In deployment, a user interacts with the system via a configuration interface or programmatic API. Initially, the user uploads a collection of labeled prompts that form the annotated source prompt set. These prompts may represent prior use cases, canonical queries, or training-aligned examples. A target prompt, typically received from a real-time application or test suite, is also entered into the system.

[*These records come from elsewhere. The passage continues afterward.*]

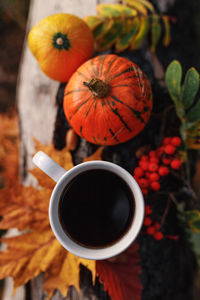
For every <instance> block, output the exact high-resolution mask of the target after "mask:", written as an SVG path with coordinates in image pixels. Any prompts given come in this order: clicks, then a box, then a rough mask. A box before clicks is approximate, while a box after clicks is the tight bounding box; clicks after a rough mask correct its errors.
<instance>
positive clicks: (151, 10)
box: [135, 0, 155, 13]
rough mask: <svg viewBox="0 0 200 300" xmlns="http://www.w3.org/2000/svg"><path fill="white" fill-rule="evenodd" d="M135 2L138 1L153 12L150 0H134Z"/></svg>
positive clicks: (153, 11)
mask: <svg viewBox="0 0 200 300" xmlns="http://www.w3.org/2000/svg"><path fill="white" fill-rule="evenodd" d="M135 1H136V2H140V3H141V4H143V5H144V6H145V7H146V8H147V9H148V10H149V11H151V12H152V13H155V9H154V6H153V5H152V3H151V2H149V1H148V0H135Z"/></svg>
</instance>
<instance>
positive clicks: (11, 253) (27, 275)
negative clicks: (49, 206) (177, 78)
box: [0, 142, 95, 297]
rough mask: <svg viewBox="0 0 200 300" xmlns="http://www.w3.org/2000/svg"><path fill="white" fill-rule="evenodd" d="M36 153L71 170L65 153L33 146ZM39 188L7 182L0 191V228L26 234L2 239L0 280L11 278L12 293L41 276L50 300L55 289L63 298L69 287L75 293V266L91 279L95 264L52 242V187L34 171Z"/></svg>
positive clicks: (63, 150) (41, 172)
mask: <svg viewBox="0 0 200 300" xmlns="http://www.w3.org/2000/svg"><path fill="white" fill-rule="evenodd" d="M36 149H40V150H43V151H45V152H46V153H47V154H48V155H50V156H51V157H52V158H53V159H54V160H55V161H57V163H59V164H61V165H62V166H64V168H66V170H68V169H70V168H72V167H73V163H72V157H71V154H70V152H69V151H67V150H66V149H63V150H62V151H57V150H55V149H54V147H53V145H49V146H44V145H42V144H41V143H39V142H36ZM31 173H32V174H34V175H35V176H36V178H37V180H38V183H39V185H40V186H42V188H39V189H36V188H34V187H25V186H23V185H21V184H20V183H18V182H17V181H15V182H13V181H12V183H10V184H9V182H8V184H7V187H5V188H3V189H1V190H0V197H1V201H0V215H1V216H3V219H2V220H1V221H0V228H2V229H8V228H13V227H15V228H18V229H20V230H28V232H27V233H24V234H21V235H19V236H16V237H12V238H3V239H2V241H3V242H4V243H6V245H7V249H6V250H5V251H2V252H0V265H1V268H0V279H3V278H5V277H8V276H10V277H13V279H14V290H16V288H17V287H19V286H20V285H23V284H25V283H26V282H27V281H29V280H30V279H32V278H33V277H35V276H37V275H38V274H39V273H41V272H45V283H44V289H45V290H46V291H47V292H48V296H49V297H51V296H52V295H53V293H54V290H55V289H59V290H60V292H61V293H62V295H63V296H66V295H67V291H68V288H69V286H71V285H74V286H75V287H76V288H77V290H79V271H80V270H79V266H80V263H81V264H83V265H84V266H86V267H87V268H88V269H89V270H90V271H91V272H92V274H93V279H94V278H95V261H92V260H86V259H82V258H79V257H77V256H75V255H73V254H71V253H69V252H68V251H67V250H65V249H64V248H63V247H62V246H61V245H60V243H59V242H58V241H57V240H56V238H55V236H54V234H53V232H52V230H51V228H50V225H49V218H48V206H49V199H50V195H51V192H52V188H53V187H54V185H55V183H54V182H53V180H52V179H50V178H49V177H48V176H46V175H44V173H43V172H42V171H41V170H39V169H38V168H35V169H34V170H32V171H31Z"/></svg>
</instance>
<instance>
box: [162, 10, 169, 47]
mask: <svg viewBox="0 0 200 300" xmlns="http://www.w3.org/2000/svg"><path fill="white" fill-rule="evenodd" d="M162 19H163V23H164V28H165V29H164V30H165V33H164V37H163V45H164V46H165V47H167V46H169V44H170V41H171V35H170V21H169V17H168V16H163V17H162Z"/></svg>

Upon execution, the system encodes all prompts into latent vectors using a shared transformer encoder. Through the user interface, the user can view a visual representation of prompt clustering and similarity relationships. Adjustable parameters, such as graph similarity thresholds or divergence scoring weights, allow the operator to tune how strictly auxiliary prompts must align with the target. Once the similarity graph is built and divergence scores are calculated, the system presents a ranked list of auxiliary prompts selected to support the target prompt. The operator can inspect these selections, view scoring justifications, and override inclusion or exclusion based on domain knowledge or specific testing goals.

After the auxiliary prompt set is finalized, the operator can initiate an inference session using the filtered set or export the configuration for batch or production deployment. Throughout this process, the interface logs interaction results, capturing inference quality metrics and prompt selection performance. The operator may use this feedback to retrain the divergence classifier, adjust scoring thresholds, or iterate on the prompt dataset.